Malawi Needs Non-Renewable National IDs

22 April 2021

Nkusa-Nkhoma, who is a legislator for Mchinji South constituency on Wednesday received round of applause from people in Traditional Authority Kambwiri in Salima when she advocated on their behalf for the need of National Registration Bureau identity Cards to be for life so that rural farmers do not face the challenge of travelling long distances for renewal.

Nkusa-Nkhoma addressing local farmers at Msengedzi Irrigation scheme said that it does not make any sense for people from rural areas to be renewing identity cards to access farm input.

"It is important that we talk about these things so we can ignite a national debate and I am sure Parliament will help to change this law," said the deputy minister.

Nkusa-Nkhoma said: "Travelling to the cities for the rural farmers is very expensive and too involving, hence a need to change this law."

Commenting on the importance of the Msengedzi Solar Irrigation scheme , Nkusa-Nkhoma said the project is important because it will help to ensure that there is food security at household level.

Msengedzi Solar Powered Pump Irrigation Scheme is situated in Salima South West Constituency, TA Kambwiri, Snr GVH Chimbalanga about 5km from Salima Boma.

The scheme is in Katerera EPA, Salima RDP under Salima Agricultural Development Division (ADD), in Salima District Council.
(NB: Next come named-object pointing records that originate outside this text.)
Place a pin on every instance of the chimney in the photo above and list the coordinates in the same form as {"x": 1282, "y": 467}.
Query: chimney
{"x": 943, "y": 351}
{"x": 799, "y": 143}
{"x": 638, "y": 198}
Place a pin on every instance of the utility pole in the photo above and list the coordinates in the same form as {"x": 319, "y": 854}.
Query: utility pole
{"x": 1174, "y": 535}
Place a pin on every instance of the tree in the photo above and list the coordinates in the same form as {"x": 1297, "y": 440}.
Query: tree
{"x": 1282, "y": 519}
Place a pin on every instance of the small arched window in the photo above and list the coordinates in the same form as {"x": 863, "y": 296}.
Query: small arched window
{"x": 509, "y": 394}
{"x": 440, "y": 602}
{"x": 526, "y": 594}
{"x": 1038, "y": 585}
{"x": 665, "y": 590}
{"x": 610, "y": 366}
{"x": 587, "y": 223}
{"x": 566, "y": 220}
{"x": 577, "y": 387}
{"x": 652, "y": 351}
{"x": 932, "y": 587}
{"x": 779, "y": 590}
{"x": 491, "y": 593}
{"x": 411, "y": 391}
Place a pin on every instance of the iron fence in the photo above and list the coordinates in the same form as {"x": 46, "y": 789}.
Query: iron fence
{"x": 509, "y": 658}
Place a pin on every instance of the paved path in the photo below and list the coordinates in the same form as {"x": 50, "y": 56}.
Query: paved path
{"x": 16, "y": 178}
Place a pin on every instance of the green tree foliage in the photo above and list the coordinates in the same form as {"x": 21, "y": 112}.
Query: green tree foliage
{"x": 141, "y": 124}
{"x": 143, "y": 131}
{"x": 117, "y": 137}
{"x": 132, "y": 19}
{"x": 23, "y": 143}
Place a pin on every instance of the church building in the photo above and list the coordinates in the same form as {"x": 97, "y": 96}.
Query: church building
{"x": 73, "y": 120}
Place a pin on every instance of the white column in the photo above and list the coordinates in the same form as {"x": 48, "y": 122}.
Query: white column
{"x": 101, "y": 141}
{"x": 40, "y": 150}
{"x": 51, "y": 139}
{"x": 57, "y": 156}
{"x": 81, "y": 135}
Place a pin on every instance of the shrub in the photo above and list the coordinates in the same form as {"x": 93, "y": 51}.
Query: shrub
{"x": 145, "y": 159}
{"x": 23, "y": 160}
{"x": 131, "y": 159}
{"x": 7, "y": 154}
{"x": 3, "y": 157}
The scheme is accessible from Salima town through Salima- Balaka lakeshore road (M5).

Msengedzi Irrigation scheme started in 2006, with few beneficiaries. The scheme was using treadle pumps and watering cans to irrigate a total area of 1ha with earthen canals.

In 2008, FIDP upgraded the scheme where new canals and a 10Hp diesel pump was installed.

The scheme has 9 hectares potential area for irrigation, however only 2 hectares developed in 2008 which farmers are now using during irrigation season. The area is dominated with alluvial loam clay soils and is relatively flat suitable for growing rice and winter maize.

Chairman of the scheme Mr Robert Phiri told journalists that the scheme is comprised of 45 beneficiaries, of which 10 are males, 25 females and 10 youths from surrounding villages who earn their living through irrigated crops such as; maize, vegetables, rice and fishing.

Under the water resources Act of 1969 farmers using water for irrigation are supposed to pay in respective of the volume of water used. The water quality is good for irrigation development." Phiri said.

On challenges Phiri said the scheme is underutilized due to shortage of water since the pump was broken down.

The scheme area is too small hence need to be extended to accommodate more farmers.

"Lack of trusted marketing outlets for the irrigated produce." Phiri said.